Christmas iPad, Digital Books and Portable Reading App Opens New World of Learning for 7th Grader
Last Christmas, one of the presents Connor Meadows unwrapped first was an iPad and within days this 7th grader with cerebral palsy was reading digital books on his own. He didn’t have to worry about the book falling or asking someone to turn the page for him. “The learning process took on a whole new meaning,” said his mom, Casey Meadows. “We cannot download digital books fast enough and he loves to read now!”
In 2012, Connor’s mom learned about a free online library, Bookshare and a portable reading app called Read2Go, for Apple devices (under $20). She began downloading digital accessible books on behalf of her son through an individual membership.
Accessible books enable learners, like Connor, to more easily follow highlighted words on a computer screen and listen to text read aloud. Readers can use the technology device to navigate through chapters, bookmark pages and select preferences such as background colors, male or female voice and size of fonts.
Bookshare is federally funded through awards made by the U.S. Department of Education, Office of Special Education Programs. The service is free for U.S. public schools and students who qualify with print disabilities. His mom says, “Connor has more freedom to learn anywhere and fewer physical burdens. He also gets his school books on time!”

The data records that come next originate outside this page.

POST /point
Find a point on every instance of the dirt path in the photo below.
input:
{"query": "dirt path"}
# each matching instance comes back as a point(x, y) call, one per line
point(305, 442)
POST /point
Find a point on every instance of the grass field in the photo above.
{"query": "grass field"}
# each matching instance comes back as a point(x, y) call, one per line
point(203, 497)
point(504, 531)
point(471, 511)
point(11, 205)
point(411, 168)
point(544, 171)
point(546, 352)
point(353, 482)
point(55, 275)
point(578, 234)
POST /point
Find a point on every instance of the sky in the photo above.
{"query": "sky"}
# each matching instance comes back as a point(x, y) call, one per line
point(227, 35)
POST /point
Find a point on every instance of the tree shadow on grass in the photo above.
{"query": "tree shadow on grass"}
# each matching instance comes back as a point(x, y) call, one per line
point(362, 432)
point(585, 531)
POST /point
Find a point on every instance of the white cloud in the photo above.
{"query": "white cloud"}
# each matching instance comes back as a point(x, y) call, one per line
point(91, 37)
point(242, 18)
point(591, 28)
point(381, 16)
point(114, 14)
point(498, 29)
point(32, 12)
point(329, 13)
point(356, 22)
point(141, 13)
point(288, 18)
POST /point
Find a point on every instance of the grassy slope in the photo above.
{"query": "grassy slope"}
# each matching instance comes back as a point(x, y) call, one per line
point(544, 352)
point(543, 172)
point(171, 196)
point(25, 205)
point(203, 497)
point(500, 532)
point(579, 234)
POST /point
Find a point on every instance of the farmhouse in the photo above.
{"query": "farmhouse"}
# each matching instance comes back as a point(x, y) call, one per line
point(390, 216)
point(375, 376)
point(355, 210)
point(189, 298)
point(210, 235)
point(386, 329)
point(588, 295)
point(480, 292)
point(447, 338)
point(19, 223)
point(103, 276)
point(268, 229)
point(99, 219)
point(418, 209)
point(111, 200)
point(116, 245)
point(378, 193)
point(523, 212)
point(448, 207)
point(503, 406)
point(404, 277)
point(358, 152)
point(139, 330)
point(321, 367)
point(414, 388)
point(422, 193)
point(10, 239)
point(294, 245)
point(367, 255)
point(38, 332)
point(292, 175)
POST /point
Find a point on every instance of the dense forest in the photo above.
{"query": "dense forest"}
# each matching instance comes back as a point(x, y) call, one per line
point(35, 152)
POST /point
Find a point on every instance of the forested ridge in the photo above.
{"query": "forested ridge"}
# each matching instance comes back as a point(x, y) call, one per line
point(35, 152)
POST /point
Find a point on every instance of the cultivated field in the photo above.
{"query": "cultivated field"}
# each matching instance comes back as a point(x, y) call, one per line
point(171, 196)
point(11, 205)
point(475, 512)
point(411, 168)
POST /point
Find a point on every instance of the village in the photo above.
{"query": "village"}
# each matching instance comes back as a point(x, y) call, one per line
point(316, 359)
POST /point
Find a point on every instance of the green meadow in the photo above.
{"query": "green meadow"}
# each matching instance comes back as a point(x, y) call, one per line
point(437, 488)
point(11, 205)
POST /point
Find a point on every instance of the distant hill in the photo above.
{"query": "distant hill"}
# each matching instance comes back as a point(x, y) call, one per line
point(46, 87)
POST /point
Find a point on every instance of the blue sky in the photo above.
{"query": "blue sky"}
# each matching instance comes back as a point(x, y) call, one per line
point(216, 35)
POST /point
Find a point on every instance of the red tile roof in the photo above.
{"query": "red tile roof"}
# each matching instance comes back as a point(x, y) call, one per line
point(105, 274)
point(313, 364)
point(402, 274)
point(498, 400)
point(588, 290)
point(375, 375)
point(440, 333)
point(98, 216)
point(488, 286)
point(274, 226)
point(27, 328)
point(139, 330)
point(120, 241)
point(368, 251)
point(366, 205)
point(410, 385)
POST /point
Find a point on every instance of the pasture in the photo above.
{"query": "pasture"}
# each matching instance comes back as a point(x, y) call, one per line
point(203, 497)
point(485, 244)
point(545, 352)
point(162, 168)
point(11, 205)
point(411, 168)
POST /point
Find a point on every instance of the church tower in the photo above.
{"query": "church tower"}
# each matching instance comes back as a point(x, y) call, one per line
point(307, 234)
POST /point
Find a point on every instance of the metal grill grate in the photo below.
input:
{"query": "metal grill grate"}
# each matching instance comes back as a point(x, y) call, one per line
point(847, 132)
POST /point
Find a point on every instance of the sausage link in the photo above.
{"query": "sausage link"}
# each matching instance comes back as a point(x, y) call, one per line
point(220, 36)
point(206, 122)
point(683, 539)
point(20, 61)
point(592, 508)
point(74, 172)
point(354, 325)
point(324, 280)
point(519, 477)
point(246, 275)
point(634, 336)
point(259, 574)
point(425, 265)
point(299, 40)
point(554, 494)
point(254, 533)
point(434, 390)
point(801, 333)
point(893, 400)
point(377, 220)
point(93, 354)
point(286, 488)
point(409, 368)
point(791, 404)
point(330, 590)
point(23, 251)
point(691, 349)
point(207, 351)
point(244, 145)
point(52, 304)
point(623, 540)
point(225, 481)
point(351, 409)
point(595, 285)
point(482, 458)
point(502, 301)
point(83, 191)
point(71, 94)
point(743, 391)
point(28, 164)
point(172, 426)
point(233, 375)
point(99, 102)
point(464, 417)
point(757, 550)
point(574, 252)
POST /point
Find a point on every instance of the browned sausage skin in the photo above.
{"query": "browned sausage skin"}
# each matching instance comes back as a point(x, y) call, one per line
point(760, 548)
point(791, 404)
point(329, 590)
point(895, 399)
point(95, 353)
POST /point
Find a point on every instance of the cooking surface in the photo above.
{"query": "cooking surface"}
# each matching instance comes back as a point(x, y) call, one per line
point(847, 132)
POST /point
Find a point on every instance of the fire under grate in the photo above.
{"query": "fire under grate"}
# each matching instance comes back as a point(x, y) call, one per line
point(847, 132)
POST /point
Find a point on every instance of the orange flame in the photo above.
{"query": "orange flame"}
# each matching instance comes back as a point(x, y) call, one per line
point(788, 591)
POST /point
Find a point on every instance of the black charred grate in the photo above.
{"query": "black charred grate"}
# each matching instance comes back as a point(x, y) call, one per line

Digital accessible books can transform the learning experience for students who are blind, have low vision, a severe reading disability or physical disability. The multi-modal (to see and hear) experience allows readers to take in more complex information in middle and high school. “As Connor’s reading skills improved, so did his communicate,” shared Meadows. “His sentences got longer using his Dynavox and head switch.”
In the past, Connor depended on his mom or an aide to hold a book steady or turn a page. His reading assignments had to be requested in large print, but that often took weeks – which left him always in catch up mode. Now, he doesn’t rely on others much and reads digital books from a stationary stand on his wheelchair from his iPad. “He can follow the text and has better eye tracking,” adds Meadows.
Last year, Meadows met with her local school to talk about the advantages of digital books and technologies. She shared information about a local Bookshare training program, Accessible Books for Texas (ABT) and encouraged the school to apply for an Organization Membership.
The Texas school ran with the suggestion and worked with an ABT Outreach Coordinator who demonstrated how the library worked. Educators learned how to download eBooks in formats such as DAISY (Digital Accessible Information System) and Braille (BRF) and how text-to-speech (TTS) worked. There are several free reading technologies with a Bookshare membership.
“Digital books and technologies can improve the learning experience for any child – whatever their reading level or disability,” said Meadows. “Some educators think that if a student hears text read aloud, they aren’t learning, they are just listening, but this isn’t the case. When Connor listens to an e-book, he follows along with the highlighted text and understands the story. He also uses the navigation tools to review school reading assignments for reinforcement.” She recently downloaded three novels for Connor’s English class from Bookshare: Lawn Boy, by Gary Paulsen, Fever 1793 by Laurie Halse Anderson, and The Cay, by Theodore Taylor. Now, he doesn’t worry that this book will fall off his stand or he’ll lose his place due to lack of eye coordination. “Just when I think that he isn’t learning, I’ll ask him a question and he recalls the information,” said Meadows, “that’s what I call opening up a new world of learning!”